The answer to this question will depend on how long and how labor-intensive you want your roller coaster to be. Depending on the size of your backyard, you may opt for a smaller or bigger roller coaster project. Let’s look at some past examples. A 180-foot roller coaster cost one individual around $3,500 and took around a year to finish.
However, an engineer was able to build a backyard roller coaster for just $500 while maximizing the space he had in his backyard along with the materials he chose for building his dream ride.
The amount of time that you might spend working on a roller coaster will depend on a few things, such as the length of the ride, as well as how complex you want the ride to be.
No matter the size of your project, roller coasters will generally take a long time to build from an idea to a reality. It will also depend heavily on the kind of material you choose. While wooden coasters will typically take eight months to build, a roller coaster made out of steel will usually take around a year and a half to complete.
When it comes to building a roller coaster in your backyard, fun and adrenaline are most likely at the top of your priorities, but safety should be given extra special attention. Whenever you want to use your newly-finished roller coaster, be sure to do the following first:
- Use sandbags — they are the perfect crash test dummies, so be sure to run your tests until you can deem your ride safe enough for people to test.
- Limit the number of people near the roller coaster when it’s in use — it’s best to keep only the rider and a supervisor around when riding.
- The cart’s design should never let limbs come out to the tracks of the ride or anywhere near the wheels.
- When kids are using the roller coaster, make sure an adult is there to look out for them.
- Use high-quality seat belts to attach to your cart’s frame.
- Install a safety barrier around your track to ensure the safety of your rider and those around them.
- Create an anti-rollback provision on the hill lift — should the operator slip, the cart will be able to stay in place and this can help to reduce accidents.
- Avoid motorizing your track since momentum can provide a great riding experience. A motorized coaster will only add another worry, especially when kids are on the ride.
Tips and Facts About Roller Coasters
If you’re looking to get fancy with your roller coaster and you happen to have a bigger space in your backyard, you may be looking to build something a bit more complex. Part of the reason why roller coasters are so popular is that they offer plenty of sharp turns, big loops, and high hills. However, they’re not just added for a thrilling experience. They also change the cart’s elevation and speed throughout the ride.
Referred to as the lift hill, this is typically the first hill on a roller coaster and is usually the biggest. When the car comes down, there is a build-up of kinetic energy which then provides energy for the car to keep going through the whole ride. Without this lift hill, your rider may not be able to reach the end of your ride. You could add a hill that’s extra tall to give riders more thrill.

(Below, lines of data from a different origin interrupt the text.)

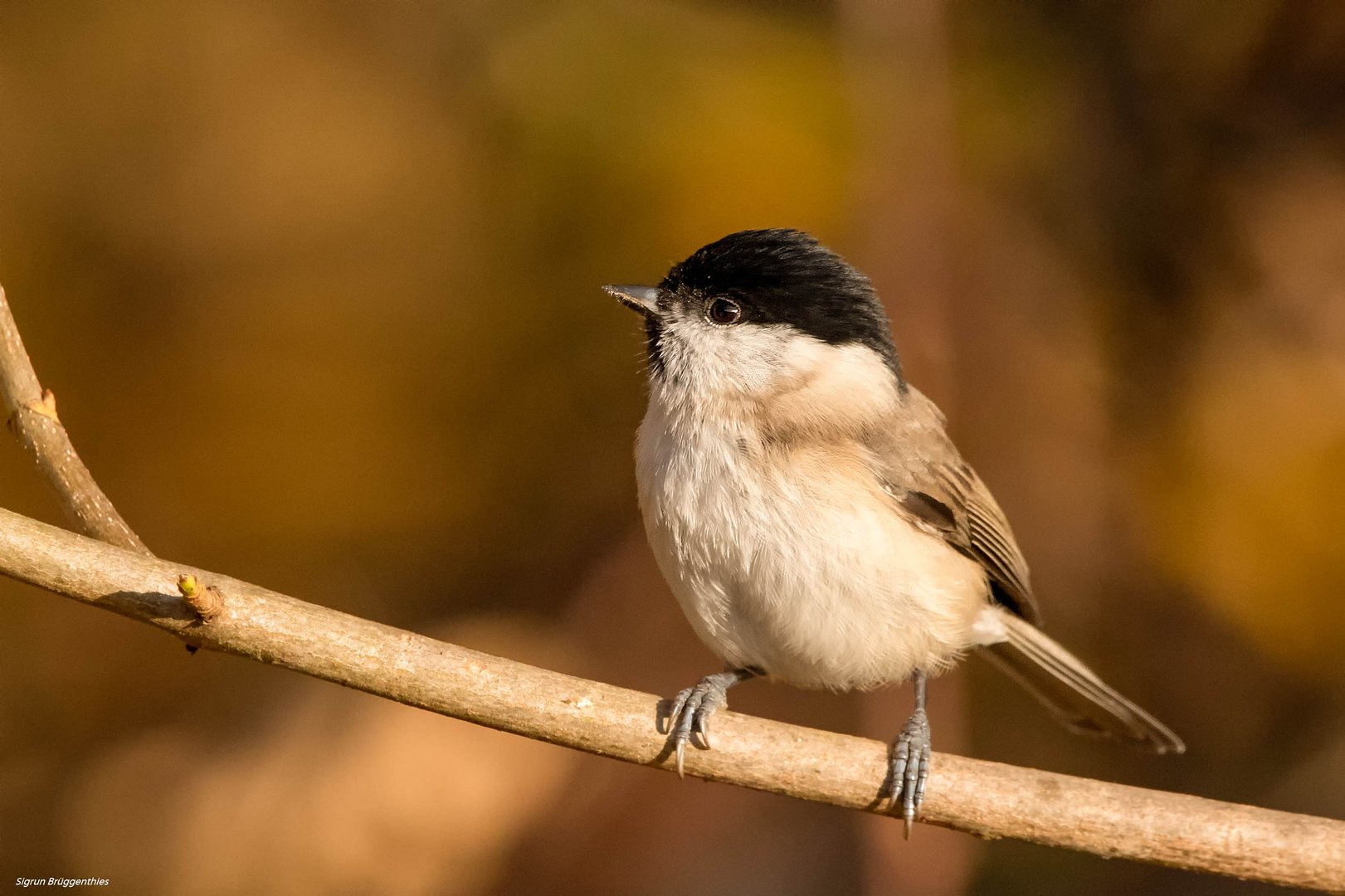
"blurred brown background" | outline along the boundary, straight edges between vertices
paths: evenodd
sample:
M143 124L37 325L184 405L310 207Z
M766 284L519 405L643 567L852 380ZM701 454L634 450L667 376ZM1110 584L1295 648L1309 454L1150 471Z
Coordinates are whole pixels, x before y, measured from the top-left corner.
M0 5L0 281L164 557L670 694L651 281L868 270L1048 628L1184 735L970 661L936 748L1345 815L1345 7ZM59 521L17 447L5 507ZM0 583L0 877L133 893L1252 893L580 756ZM907 689L736 709L889 739ZM937 772L935 772L937 774Z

Loops are then added to help slow down the car and to control its force and speed where they’re found in the tracks. But, this isn’t the only purpose of loops: they also help to keep people from fainting during rides. Experiencing too much g-force all at the same time can cause people to faint or pass out.
The use of vertical loops can help to slow down the ride while reducing g-force. The faster and bigger a roller coaster is, the more a rider will take notice of its effects. When it comes to sharp turns, people will often feel a rush of adrenaline due to Newton’s first law of physics. You may notice that your body will keep going in one direction even after taking a sharp turn until your seat belt pushes you toward the right direction.
Building a roller coaster in your backyard doesn’t have to be hard or cost a lot of money to achieve. All you need to do is create a plan of action ahead of time to ensure that everything goes the way you’d hoped. Moreover, there are a few things you’ll need to take into consideration before and after the construction of your roller coaster.
However, once you turn your vision into reality, you’ll be able to enjoy roller coaster rides without the need to line up for hours at your local amusement park.